Héctor Figueroa, president of 32BJ SEIU, lambasted customs agents for their actions.
“As families across the country came together to celebrate Thanksgiving last weekend, U.S. Customs and Border Protection closed the San Ysidro port of entry on the Mexico border, where more than 5,000 migrants have been waiting to apply for asylum in the United States,” said Figueroa in a statement. “As our country celebrated a day of peace for some of our first recognized immigrants, U.S. Customs launched tear gas into crowds of women and children who were looking for safety and opportunity in our country.”
U.S. customs agents said that they arrested 42 people. According to reports, Tijuana’s government opened shelters to help members of the so-called caravan from Central America seeking asylum in the U.S. Homeland Security Secretary Kirstjen Nielsen said that male migrants were using women and children as human shields during the firing of tear gas into the crowd. Regardless of the circumstances surrounding its use, ACLU Deputy Political Director Lorella Praeli said it was unacceptable.
“Under no circumstances should CBP be using tear gas on children,” stated Praeli. “This show of violence is outrageous and inhumane. The migrants at our southern border are human beings, including mothers and small children, who are exercising their legal, human right to seek asylum.”
When asked by reporters whether or not he was still OK with his family separation policy at the border, President Donald Trump falsely pointed to his predecessor Barack Obama for having a similar program. In reality Trump rolled back an Obama policy of prioritizing the deportation of felons, gang members and national security risks via an executive order and eventually introduced a no tolerance policy toward all caught crossing the U.S./Mexico border.
“CBP was prepared for multiple demonstrations, marches and border pushes that we saw yesterday,” said U.S. Customs and Border Protection Commissioner Kevin McAleenan during a phone call with media members this week. “As we’ve articulated for several weeks, we have been concerned about the size of the caravan, its primarily single-adult composition and the aggressive and assaultive behavior at both the Honduras-Guatemala border and the Guatemala-Mexico border. U.S. government officials have noted the presence of criminals in the group, and the government of Mexico has arrested over 1,000 caravan members for criminal violations in Mexico.”
To Figueroa and Praeli, the reasoning by CBP is unacceptable.
“This egregious attack on human rights is not who are as a country,” said Figueroa. “Militarizing and closing the border makes border communities less safe and re-perpetuates the violence that so many are fleeing from. We are better than this, or we should be. We call on our elected officials to uphold the Constitution, respect asylum law and represent the America we know we can be.”

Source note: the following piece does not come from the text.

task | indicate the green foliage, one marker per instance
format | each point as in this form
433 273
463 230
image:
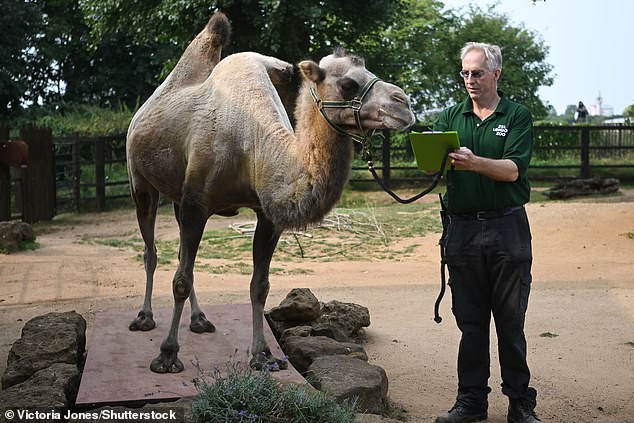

“Trump’s obsessive, racist crusade against immigrants will continue to inflict human pain and suffering until Congress is willing to step up and conduct real oversight,” added Praeli. “By Dec. 7, members must decide whether they will increase CBP’s budget through wall funding and more agents. Those who would give this agency a raise should recall the families ripped apart at the border, and now toddlers choking on tear gas, in their decision.”